ContextDBtoken compressionAI memoryHarness CLI

Token Compression: Fit Months of Agent Memory Into a Single Prompt

RTRexAI Team2026-05-123 min read

Token Compression: Fit Months of Agent Memory Into a Single Prompt¶

Here's the tension with AI agent memory: you want your agent to remember everything, but AI models have a strict limit on how much text they can process at once. The more history you have, the less fits.

Token compression solves this. It keeps the important stuff, compresses the rest, and fits your history into a budget you control.

The Problem In One Picture¶

Your agent's full history: 50,000 tokens
    ↓
AI model's context window: 4,000 tokens
    ↓
What happens without compression: only the last 4,000 tokens survive
    (Everything older is gone — including important decisions and errors)

The old approach was a tail window — just keep the most recent events and drop everything else.
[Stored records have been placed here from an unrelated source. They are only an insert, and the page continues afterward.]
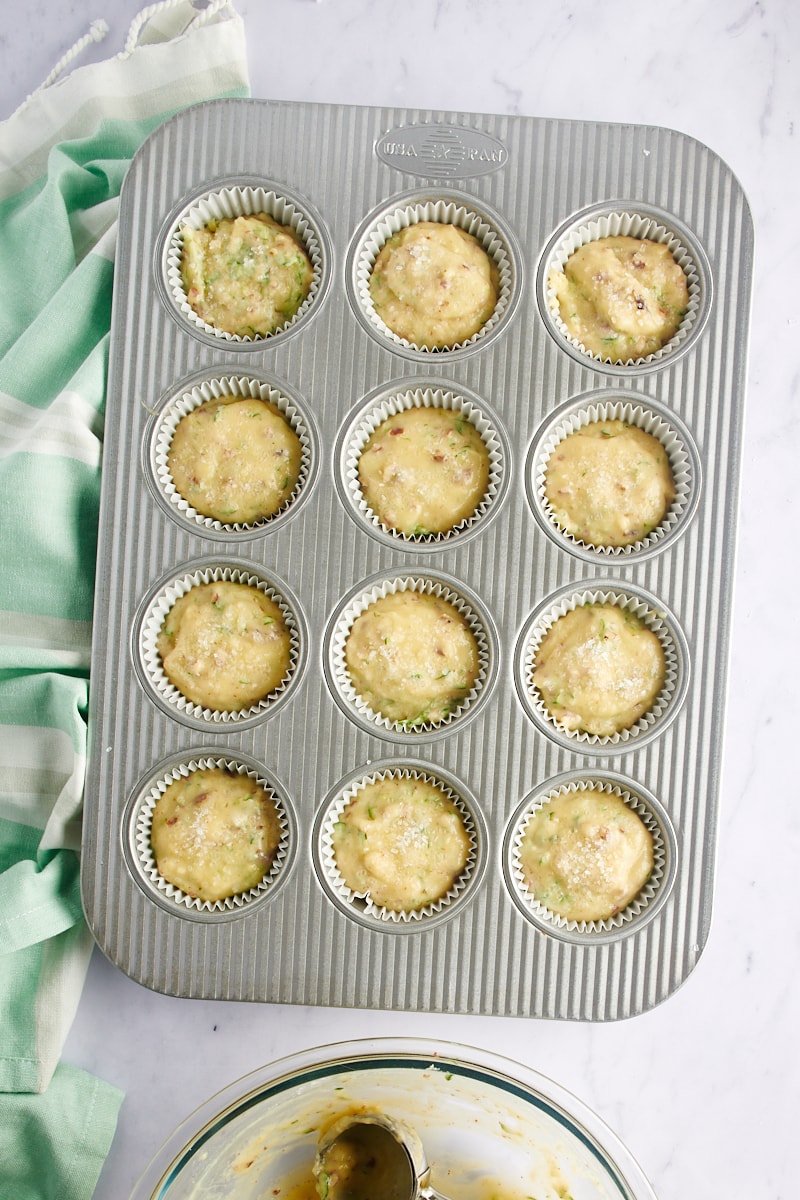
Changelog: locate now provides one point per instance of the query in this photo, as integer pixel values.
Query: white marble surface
(704, 1090)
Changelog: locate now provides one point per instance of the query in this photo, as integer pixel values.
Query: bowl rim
(318, 1061)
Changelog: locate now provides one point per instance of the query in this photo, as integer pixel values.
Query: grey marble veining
(704, 1089)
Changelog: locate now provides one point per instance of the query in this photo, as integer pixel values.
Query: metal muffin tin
(347, 177)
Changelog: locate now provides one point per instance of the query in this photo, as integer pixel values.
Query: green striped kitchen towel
(62, 159)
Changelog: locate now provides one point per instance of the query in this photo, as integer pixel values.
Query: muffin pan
(346, 178)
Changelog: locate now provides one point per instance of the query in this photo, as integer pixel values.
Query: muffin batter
(214, 834)
(621, 298)
(585, 855)
(245, 275)
(433, 285)
(599, 669)
(401, 841)
(236, 460)
(609, 484)
(224, 646)
(411, 658)
(423, 471)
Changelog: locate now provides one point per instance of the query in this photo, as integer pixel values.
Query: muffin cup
(200, 391)
(644, 905)
(238, 198)
(402, 396)
(139, 853)
(446, 209)
(360, 599)
(148, 660)
(643, 223)
(655, 617)
(645, 414)
(359, 905)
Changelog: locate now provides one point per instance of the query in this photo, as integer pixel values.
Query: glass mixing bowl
(492, 1129)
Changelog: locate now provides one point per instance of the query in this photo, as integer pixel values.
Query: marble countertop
(705, 1089)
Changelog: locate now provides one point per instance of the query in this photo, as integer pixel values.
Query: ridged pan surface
(529, 186)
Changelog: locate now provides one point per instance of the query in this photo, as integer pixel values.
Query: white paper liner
(626, 225)
(650, 618)
(362, 901)
(151, 663)
(643, 418)
(637, 905)
(445, 213)
(203, 393)
(389, 587)
(143, 821)
(402, 401)
(234, 202)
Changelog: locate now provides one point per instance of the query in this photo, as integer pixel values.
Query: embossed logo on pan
(441, 151)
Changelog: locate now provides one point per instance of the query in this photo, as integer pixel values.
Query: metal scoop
(372, 1157)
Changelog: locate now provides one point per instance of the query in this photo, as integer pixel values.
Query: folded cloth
(62, 159)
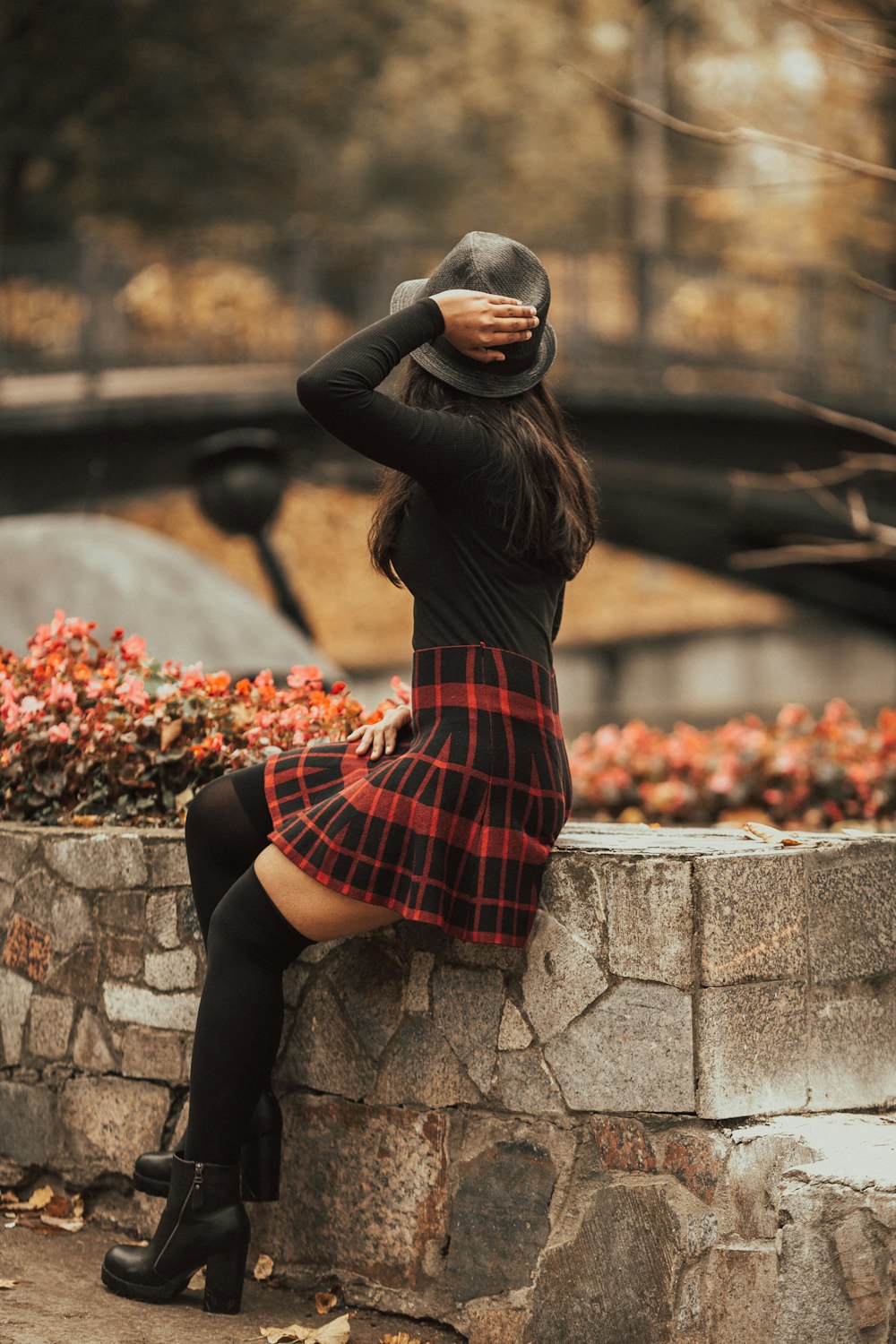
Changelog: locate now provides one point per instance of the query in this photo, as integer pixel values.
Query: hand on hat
(476, 323)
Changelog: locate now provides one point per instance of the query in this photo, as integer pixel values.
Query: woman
(446, 809)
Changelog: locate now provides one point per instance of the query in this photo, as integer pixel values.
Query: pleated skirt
(455, 825)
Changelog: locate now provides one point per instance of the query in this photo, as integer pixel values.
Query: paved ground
(61, 1300)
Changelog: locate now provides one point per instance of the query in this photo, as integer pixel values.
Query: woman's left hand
(476, 323)
(382, 736)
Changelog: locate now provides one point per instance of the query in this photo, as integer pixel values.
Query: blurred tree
(177, 115)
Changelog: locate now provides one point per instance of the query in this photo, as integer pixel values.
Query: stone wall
(530, 1144)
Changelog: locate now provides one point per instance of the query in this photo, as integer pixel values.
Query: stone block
(421, 1067)
(650, 919)
(26, 1123)
(161, 919)
(34, 895)
(134, 1003)
(513, 1032)
(624, 1144)
(160, 1055)
(573, 892)
(697, 1159)
(525, 1085)
(466, 1008)
(368, 978)
(562, 978)
(323, 1051)
(611, 1276)
(27, 948)
(852, 911)
(755, 1169)
(370, 1193)
(15, 1000)
(99, 860)
(18, 849)
(417, 991)
(498, 1220)
(105, 1123)
(77, 975)
(852, 1029)
(50, 1026)
(751, 1048)
(813, 1304)
(295, 980)
(90, 1048)
(742, 1285)
(629, 1051)
(72, 921)
(124, 956)
(857, 1254)
(167, 862)
(492, 1322)
(751, 918)
(124, 911)
(171, 969)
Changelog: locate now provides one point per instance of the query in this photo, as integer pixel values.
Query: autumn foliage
(798, 771)
(104, 733)
(107, 733)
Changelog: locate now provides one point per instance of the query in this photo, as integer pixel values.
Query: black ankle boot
(258, 1159)
(203, 1223)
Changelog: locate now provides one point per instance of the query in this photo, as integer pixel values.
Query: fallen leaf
(263, 1268)
(335, 1332)
(59, 1206)
(65, 1225)
(770, 835)
(40, 1198)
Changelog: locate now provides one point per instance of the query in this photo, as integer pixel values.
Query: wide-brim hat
(495, 265)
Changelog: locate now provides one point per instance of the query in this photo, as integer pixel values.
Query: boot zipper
(194, 1188)
(198, 1188)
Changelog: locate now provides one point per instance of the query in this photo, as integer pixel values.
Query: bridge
(669, 367)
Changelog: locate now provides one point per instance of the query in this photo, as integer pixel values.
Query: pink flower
(131, 691)
(61, 693)
(134, 648)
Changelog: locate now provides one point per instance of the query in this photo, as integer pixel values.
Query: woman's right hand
(476, 323)
(381, 737)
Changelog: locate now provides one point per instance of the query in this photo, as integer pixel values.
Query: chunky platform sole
(225, 1277)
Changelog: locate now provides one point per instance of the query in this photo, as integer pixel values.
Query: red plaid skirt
(455, 825)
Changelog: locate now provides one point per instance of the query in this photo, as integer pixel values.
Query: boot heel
(260, 1167)
(225, 1274)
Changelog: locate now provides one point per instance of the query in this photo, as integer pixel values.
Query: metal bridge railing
(630, 323)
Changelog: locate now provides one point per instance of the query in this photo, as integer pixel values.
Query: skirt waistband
(479, 676)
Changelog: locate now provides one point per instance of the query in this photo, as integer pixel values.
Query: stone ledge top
(696, 841)
(610, 838)
(847, 1150)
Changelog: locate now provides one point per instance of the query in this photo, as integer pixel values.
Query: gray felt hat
(495, 265)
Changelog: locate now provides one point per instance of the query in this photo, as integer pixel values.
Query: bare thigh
(314, 909)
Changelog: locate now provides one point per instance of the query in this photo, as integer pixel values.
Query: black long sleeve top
(449, 548)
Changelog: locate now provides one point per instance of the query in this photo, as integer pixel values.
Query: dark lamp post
(239, 478)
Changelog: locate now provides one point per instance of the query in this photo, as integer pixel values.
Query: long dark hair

Predictable, but wasteful: it might drop a critical error from yesterday while keeping a verbose log from 5 minutes ago.

How Compression Works¶

The new approach is smarter:

Keep the important stuff: errors, decisions, file paths, recent state
Compress the noisy stuff: repeated logs, stack traces, verbose output
Drop low-priority content only if compression wasn't enough

npm run contextdb -- context:pack \
  --session <id> \
  --limit 80 \
  --token-budget 1200 \
  --token-strategy balanced

The Result¶

Instead of this:

❌ Old approach: Keep last 20 events → miss the critical bug from event #5

You get this:

✅ New approach: Keep all 80 events, compress the noisy ones → the bug is still there

Three Strategies¶

Strategy	When to use	What it does
`balanced`	Default	Compresses noise, keeps signal. Best for daily use.
`aggressive`	Very small budgets	Maximum compression for tight constraints.
`legacy`	Compatibility	Old tail-window behavior. Use only if you need it.

Start with balanced. It's the right choice for 90% of cases.

What Gets Protected¶

These things are never dropped:

Error messages and failure signals
File paths and command outputs
Recent state and decisions
Next-action signals

These things are compressed first (shortened, not always dropped):

Repeated log lines
Stack traces
Verbose tool output

The packet includes telemetry so you can see exactly what happened: how many tokens were raw, how many were compressed, how many events were dropped.

When You Need It Most¶

Token compression shines in these scenarios:

Long-running projects with months of history
Multiple agents sharing the same ContextDB
Overnight harness runs that generate lots of logs
Switching between agents where you need compact context

It pairs especially well with lazy load startup — your agent starts instantly with a tiny summary, then loads a compressed full history only when needed.

Try It¶

npm run contextdb -- context:pack \
  --session <your-session-id> \
  --token-budget 1200 \
  --token-strategy balanced \
  --out memory/context-db/exports/compressed.md

Then check the output — you'll see a summary of how many tokens were saved.

Token compression is built into ContextDB, part of Harness CLI. No extra tools needed.